James O'Brien 10am - 1pm
Musk claims in court brief that SEC is unlawfully muzzling him
28 September 2022, 15:24
The settlement required that Tesla chief executive Elon Musk’s tweets be approved by a Tesla lawyer before being published.
US securities regulators are unlawfully muzzling Tesla chief executive Elon Musk, violating his free speech rights by continually trying to enforce a 2018 securities fraud settlement, Mr Musk’s lawyer contends in a court brief.
The document, filed late on Tuesday with the federal appeals court in Manhattan, was written to support Mr Musk’s appeal over a lower court’s April decision to uphold the settlement with the Securities and Exchange Commission (SEC).
The brief says that a provision in the settlement requiring Mr Musk to get prior approval before tweeting about the electric car company is an illegal “government-imposed muzzle on Mr Musk’s speech before it is made”.
The settlement required that his tweets be approved by a Tesla lawyer before being published.
The SEC is investigating whether Mr Musk violated the settlement with tweets last November asking Twitter followers if he should sell 10% of his Tesla stock.
But in the brief, Musk lawyer Alex Spiro contends that the SEC is continually investigating Mr Musk for topics not covered by the settlement.
It asks the Second Circuit Court of Appeals to strike or modify the prior approval provision.
“The pre-approval provision in the consent decree qualifies as a prior restraint on speech that runs afoul of the First Amendment,” Mr Spiro wrote.
“It forbids future lawful speech on a range of topics absent approval.”
Further, Mr Musk’s speech is chilled by the threat of SEC investigations and prosecution for contempt of court, the brief said.
The whole dispute stems from an October 2018 agreement with the SEC that Mr Musk signed.
He and Tesla each agreed to pay 20 million dollars (£18.7 million) in civil fines over Mr Musk’s tweets about having the “funding secured” to take Tesla private at 420 dollars per share.

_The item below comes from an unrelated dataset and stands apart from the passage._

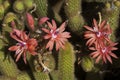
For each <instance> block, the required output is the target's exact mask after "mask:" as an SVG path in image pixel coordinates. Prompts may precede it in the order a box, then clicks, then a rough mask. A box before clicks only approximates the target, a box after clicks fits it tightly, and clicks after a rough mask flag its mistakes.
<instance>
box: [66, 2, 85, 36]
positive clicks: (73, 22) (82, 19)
mask: <svg viewBox="0 0 120 80" xmlns="http://www.w3.org/2000/svg"><path fill="white" fill-rule="evenodd" d="M81 7H82V0H65V6H64V9H65V14H66V16H67V18H68V27H69V28H70V30H71V31H72V32H74V33H76V34H78V35H80V34H81V33H82V32H81V31H82V29H83V26H84V19H83V16H82V15H81V11H82V8H81Z"/></svg>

The funding was far from locked up, and the electric vehicle company remains public, but Tesla’s stock price jumped.
The settlement specified governance changes, including Mr Musk’s ousting as board chairman, as well as pre-approval of his tweets.
In April, US District Judge Lewis Liman in New York rejected Mr Musk’s bid to throw out the settlement that he signed with the SEC.
He also denied a motion to nullify a subpoena of Mr Musk seeking information about possible violations of the settlement.
Judge Liman’s ruling said that Mr Musk made the tweets without getting pre-approval, but the judge later wrote that he did not mean to pass judgment on that issue.
The SEC would not comment on Wednesday.
Mr Spiro writes that Mr Musk’s waiver of his First Amendment rights in the settlement was not voluntary because there was no way for Mr Musk to know how far reaching it was.
“The provision applies to future speech about circumstances no-one could anticipate in advance,” he wrote.
Mr Musk, he said, is under constant threat that the SEC will disagree with his interpretation of what he can say.
Mr Musk also agreed to the deal when Tesla was a smaller company and the SEC action could have jeopardised its financing.
“The SEC has maintained constant investigations into Mr Musk’s speech, employing nebulous interpretations of the consent decree seemingly designed to curb and chill his future speech, all regarding speech entirely unrelated to the 2018 tweet for which the SEC initiated this action,” Mr Spiro wrote.
Tesla is now the most valuable carmaker in the world, and Mr Musk is the world’s wealthiest person.
Judge Liman ruled that Mr Musk’s claim that economic duress caused him to sign the settlement is “wholly unpersuasive”.
Even if Mr Musk was worried that litigation with the SEC would ruin Tesla financially, “that does not establish a basis for him to get out of the judgment he voluntarily signed”, Judge Liman wrote.
The judge also said Mr Musk’s argument that the SEC had used the settlement order to harass Mr Musk and launch investigations was “meritless”.